Spring 2014, coming through a challenging fall and winter period. I had just completed a Master’s Degree, when a period of artistic synchronicity began. I was eager to experiment with the depth of a particular Prussian blue, unlike any other I had used. Years earlier I had purchased several tubes, which is unusual. I like to test a new colour before I buy quantities of it. This was the exception. I was uncertain of what and when I would create with it.
Still in student/artist mode, I had nothing to paint on, and no budget for canvases. Yet I had a burning urge to use that blue paint. At the time, I was equally enamoured with a particular unbleached titanium and a range of rich and creamy off whites.
I thought: “What can I paint on? Maybe I should paint over one of my old paintings, although I may regret it, but I need to get some new work done. If only I had a couple of small canvases, I could…’’
(Knock knock knock at the door)
“Bonjour neighbour, comment allez-vous?”
“Bonjour voisine…bien, très bien, merci. I was cleaning out my garage and I found these old canvases that my daughter started painting when she was taking art classes. The have been collecting dust for 20 years. I thought maybe you could do something with them.” “En fait, it’s funny you mention it…I really could use them.
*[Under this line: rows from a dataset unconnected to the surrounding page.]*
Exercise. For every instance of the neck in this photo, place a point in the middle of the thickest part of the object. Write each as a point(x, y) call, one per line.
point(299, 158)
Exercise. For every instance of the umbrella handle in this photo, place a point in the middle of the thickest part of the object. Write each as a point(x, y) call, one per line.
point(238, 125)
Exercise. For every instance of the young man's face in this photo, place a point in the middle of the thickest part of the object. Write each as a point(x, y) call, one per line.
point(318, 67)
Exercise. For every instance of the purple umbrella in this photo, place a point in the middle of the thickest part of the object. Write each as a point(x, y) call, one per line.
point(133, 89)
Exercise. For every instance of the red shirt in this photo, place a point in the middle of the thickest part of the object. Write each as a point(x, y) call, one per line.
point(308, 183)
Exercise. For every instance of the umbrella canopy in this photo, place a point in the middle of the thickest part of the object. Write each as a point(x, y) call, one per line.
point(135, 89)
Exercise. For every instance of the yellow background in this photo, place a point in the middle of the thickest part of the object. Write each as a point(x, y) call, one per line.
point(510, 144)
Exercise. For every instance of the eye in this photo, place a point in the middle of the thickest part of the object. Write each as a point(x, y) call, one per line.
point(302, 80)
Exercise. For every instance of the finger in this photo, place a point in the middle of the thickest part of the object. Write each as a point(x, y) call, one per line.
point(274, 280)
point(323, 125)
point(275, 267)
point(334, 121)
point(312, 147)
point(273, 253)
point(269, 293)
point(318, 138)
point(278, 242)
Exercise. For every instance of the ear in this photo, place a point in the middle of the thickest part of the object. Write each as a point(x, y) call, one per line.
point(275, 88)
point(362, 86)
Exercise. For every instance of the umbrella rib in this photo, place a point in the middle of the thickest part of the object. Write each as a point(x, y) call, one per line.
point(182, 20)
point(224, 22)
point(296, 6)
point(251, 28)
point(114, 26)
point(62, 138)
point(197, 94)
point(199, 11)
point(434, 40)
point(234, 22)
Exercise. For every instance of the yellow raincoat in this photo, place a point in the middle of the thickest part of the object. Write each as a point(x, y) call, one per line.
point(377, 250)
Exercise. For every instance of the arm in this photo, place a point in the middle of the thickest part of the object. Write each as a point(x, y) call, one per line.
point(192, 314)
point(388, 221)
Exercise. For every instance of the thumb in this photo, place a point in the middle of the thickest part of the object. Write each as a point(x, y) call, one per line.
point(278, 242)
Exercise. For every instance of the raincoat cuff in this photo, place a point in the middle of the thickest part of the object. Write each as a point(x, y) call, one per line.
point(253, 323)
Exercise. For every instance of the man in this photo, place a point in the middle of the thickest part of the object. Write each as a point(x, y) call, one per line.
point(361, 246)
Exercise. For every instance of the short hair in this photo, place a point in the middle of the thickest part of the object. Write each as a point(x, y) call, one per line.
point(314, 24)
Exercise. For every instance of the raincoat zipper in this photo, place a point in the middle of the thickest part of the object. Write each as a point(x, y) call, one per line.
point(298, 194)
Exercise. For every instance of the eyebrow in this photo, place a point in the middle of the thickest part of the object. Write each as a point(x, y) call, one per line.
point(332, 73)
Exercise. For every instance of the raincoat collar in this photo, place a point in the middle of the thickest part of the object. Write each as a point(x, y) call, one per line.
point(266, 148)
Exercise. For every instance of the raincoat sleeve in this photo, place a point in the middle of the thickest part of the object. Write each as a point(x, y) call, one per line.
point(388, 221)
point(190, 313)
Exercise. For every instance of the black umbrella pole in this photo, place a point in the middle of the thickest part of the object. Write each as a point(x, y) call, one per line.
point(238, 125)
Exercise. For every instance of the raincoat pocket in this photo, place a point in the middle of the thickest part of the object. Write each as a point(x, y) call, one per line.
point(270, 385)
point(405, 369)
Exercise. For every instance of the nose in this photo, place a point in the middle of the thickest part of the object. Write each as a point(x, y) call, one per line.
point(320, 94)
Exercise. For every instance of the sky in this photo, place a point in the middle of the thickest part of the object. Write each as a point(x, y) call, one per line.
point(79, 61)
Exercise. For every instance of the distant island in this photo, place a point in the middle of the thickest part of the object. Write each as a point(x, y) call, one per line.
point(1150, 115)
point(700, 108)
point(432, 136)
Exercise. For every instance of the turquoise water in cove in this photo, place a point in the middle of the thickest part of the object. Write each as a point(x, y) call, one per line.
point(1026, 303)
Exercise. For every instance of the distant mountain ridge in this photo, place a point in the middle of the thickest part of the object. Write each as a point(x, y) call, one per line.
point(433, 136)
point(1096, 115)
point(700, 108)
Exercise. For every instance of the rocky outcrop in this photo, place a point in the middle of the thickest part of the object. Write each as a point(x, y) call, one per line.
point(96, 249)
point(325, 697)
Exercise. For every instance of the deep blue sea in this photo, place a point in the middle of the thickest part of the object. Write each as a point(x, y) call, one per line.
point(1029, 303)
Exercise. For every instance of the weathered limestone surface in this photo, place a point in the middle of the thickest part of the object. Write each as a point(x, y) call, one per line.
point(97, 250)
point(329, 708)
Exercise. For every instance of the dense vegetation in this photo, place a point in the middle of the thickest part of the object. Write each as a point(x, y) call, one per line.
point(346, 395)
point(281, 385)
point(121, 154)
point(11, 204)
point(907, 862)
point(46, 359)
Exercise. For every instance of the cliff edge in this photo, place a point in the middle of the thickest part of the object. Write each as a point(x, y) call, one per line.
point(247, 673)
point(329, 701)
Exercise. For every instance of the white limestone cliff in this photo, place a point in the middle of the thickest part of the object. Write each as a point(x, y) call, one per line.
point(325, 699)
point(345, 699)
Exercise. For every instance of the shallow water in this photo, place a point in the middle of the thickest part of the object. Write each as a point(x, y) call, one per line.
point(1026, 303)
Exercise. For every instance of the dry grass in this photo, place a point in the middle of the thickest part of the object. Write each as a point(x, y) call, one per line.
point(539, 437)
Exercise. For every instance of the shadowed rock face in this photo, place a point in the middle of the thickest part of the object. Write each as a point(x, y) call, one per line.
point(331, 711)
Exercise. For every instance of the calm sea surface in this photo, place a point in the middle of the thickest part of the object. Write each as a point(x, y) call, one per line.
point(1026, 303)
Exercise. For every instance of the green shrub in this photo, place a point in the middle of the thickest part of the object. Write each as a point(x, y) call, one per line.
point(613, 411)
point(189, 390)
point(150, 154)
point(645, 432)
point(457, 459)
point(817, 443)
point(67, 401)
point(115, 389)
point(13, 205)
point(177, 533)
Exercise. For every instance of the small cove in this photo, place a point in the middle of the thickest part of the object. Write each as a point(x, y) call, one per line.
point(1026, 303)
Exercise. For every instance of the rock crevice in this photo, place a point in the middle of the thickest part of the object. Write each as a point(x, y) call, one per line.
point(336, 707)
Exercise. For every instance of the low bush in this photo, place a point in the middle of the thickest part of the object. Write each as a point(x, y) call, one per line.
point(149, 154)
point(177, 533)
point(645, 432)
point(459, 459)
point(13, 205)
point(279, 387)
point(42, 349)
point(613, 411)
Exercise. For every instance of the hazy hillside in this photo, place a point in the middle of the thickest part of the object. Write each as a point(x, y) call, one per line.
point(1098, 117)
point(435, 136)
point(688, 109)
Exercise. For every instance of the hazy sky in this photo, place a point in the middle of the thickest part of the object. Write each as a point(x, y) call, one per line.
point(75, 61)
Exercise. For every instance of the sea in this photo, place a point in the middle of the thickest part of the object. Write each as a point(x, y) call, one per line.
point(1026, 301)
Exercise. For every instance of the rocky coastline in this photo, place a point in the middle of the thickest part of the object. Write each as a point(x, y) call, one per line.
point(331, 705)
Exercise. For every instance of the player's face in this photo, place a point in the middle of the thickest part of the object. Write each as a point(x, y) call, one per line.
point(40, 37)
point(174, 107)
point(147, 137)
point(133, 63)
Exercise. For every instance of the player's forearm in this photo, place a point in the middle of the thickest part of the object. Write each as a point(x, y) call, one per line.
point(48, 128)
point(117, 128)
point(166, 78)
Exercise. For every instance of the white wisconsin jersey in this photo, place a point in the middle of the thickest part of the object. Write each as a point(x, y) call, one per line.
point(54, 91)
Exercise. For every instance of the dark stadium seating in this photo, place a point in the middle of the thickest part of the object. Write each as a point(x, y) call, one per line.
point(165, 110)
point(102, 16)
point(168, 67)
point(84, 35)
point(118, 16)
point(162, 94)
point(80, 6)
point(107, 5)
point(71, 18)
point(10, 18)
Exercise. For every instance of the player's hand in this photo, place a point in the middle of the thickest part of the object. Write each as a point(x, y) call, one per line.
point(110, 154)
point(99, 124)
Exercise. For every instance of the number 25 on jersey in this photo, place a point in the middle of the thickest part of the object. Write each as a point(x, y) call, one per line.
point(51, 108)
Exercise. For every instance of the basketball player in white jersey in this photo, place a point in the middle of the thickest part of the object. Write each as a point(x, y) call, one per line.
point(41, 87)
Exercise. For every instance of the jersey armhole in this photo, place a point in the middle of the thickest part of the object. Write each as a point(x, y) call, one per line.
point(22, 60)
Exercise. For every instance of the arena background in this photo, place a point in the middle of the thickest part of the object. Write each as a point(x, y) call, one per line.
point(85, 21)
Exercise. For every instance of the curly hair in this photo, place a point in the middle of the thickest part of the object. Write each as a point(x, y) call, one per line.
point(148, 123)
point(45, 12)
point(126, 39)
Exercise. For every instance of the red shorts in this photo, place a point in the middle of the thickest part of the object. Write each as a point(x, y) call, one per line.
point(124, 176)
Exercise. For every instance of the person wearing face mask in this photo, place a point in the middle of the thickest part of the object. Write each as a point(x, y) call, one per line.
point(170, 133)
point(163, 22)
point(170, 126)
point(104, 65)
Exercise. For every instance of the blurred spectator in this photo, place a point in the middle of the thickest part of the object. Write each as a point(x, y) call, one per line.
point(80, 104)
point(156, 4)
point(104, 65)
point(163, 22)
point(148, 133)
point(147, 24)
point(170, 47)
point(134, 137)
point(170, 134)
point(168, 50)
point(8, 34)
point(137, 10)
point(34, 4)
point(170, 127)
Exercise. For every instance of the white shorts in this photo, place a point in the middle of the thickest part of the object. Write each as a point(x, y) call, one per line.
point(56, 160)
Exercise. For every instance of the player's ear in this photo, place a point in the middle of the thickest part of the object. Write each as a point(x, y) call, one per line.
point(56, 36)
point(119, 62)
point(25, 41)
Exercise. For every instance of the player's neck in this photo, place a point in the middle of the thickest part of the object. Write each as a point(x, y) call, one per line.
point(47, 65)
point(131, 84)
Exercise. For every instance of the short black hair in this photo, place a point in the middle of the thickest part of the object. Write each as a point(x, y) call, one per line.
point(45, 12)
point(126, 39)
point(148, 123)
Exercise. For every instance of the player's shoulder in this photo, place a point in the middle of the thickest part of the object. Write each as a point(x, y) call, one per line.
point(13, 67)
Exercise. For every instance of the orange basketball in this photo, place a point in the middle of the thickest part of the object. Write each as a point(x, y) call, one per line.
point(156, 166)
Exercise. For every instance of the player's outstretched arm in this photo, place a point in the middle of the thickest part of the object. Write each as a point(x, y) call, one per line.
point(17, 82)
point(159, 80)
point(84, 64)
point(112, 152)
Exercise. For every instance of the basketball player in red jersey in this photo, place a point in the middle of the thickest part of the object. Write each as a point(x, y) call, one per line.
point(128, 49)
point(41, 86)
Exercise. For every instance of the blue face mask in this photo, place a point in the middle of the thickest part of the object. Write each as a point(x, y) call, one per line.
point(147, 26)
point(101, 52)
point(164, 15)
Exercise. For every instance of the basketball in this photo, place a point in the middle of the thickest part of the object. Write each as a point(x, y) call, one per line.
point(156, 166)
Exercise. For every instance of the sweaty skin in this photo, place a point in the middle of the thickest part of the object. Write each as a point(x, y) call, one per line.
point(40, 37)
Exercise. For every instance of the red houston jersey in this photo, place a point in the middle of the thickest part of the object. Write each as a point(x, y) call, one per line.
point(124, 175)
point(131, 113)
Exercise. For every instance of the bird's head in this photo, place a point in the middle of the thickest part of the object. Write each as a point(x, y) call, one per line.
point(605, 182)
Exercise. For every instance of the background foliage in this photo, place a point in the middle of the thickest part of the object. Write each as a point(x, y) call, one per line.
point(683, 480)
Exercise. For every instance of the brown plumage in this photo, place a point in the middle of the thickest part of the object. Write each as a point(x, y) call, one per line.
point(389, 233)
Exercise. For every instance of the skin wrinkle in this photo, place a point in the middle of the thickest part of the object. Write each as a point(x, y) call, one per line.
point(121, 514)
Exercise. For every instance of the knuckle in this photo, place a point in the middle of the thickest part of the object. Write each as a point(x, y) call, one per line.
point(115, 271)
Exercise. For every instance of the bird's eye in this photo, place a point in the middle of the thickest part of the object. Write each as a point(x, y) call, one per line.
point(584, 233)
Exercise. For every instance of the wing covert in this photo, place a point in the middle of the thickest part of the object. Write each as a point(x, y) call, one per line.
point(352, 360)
Merci”
Randomly, over several weeks, (spring cleaning I suppose), acquaintances, friends and neighbours began bringing me used, half-painted, barely-started, worn-out, almost-new, kind-of-funny-looking paint-chipped canvases of various sizes, from out of their garages and attics, asking if “I could do something with them”.
“YES!”, I can do something with them.
The stories behind the canvases were quite touching. One was a first attempt at painting by a recently deceased grandmother. Another was a father’s daring brushstrokes, who had always wanted to paint but never did. Others had been found, off to the side at the local garbage drop, covered with cobwebs. Some had paint squiggles in gaudy colours. Some had the stars, sparkles and puff-paint of naïve girl-hood. Some were covered with the hopeful brushstrokes of everlasting love. Some were terrible. Some were almost beautiful. Almost all were unfinished. In their diverse stories, they all seemed to have two commonalities: A certain degree of sentimental value and a whisper of an idea, a botched attempt to create beauty. At some point, the people who had smeared paint on these canvases had hoped to manifest visual beauty. Isn’t that what most of us want? To make something beautiful? Of ourselves? Of our lives? Of our emotions? This is our commonality.
I graciously received the gift of not-white, already used canvases, most of which were linen of particularly good quality. These would become the canvases of my Prussian blue experiment. I began to paint. I began to think. I began.
“Something old, something new, something borrowed, something blue.” This thought became persistent. I had old linens, new ideas, borrowed sentiments and blue paint. This was the beginning of “Blue Nostalgias”: A fragmented story of longing and reminiscence; an obscure yet intimate view into the life and love of another. An abstract portrait of someone else’s emotion and existence that resembles our own.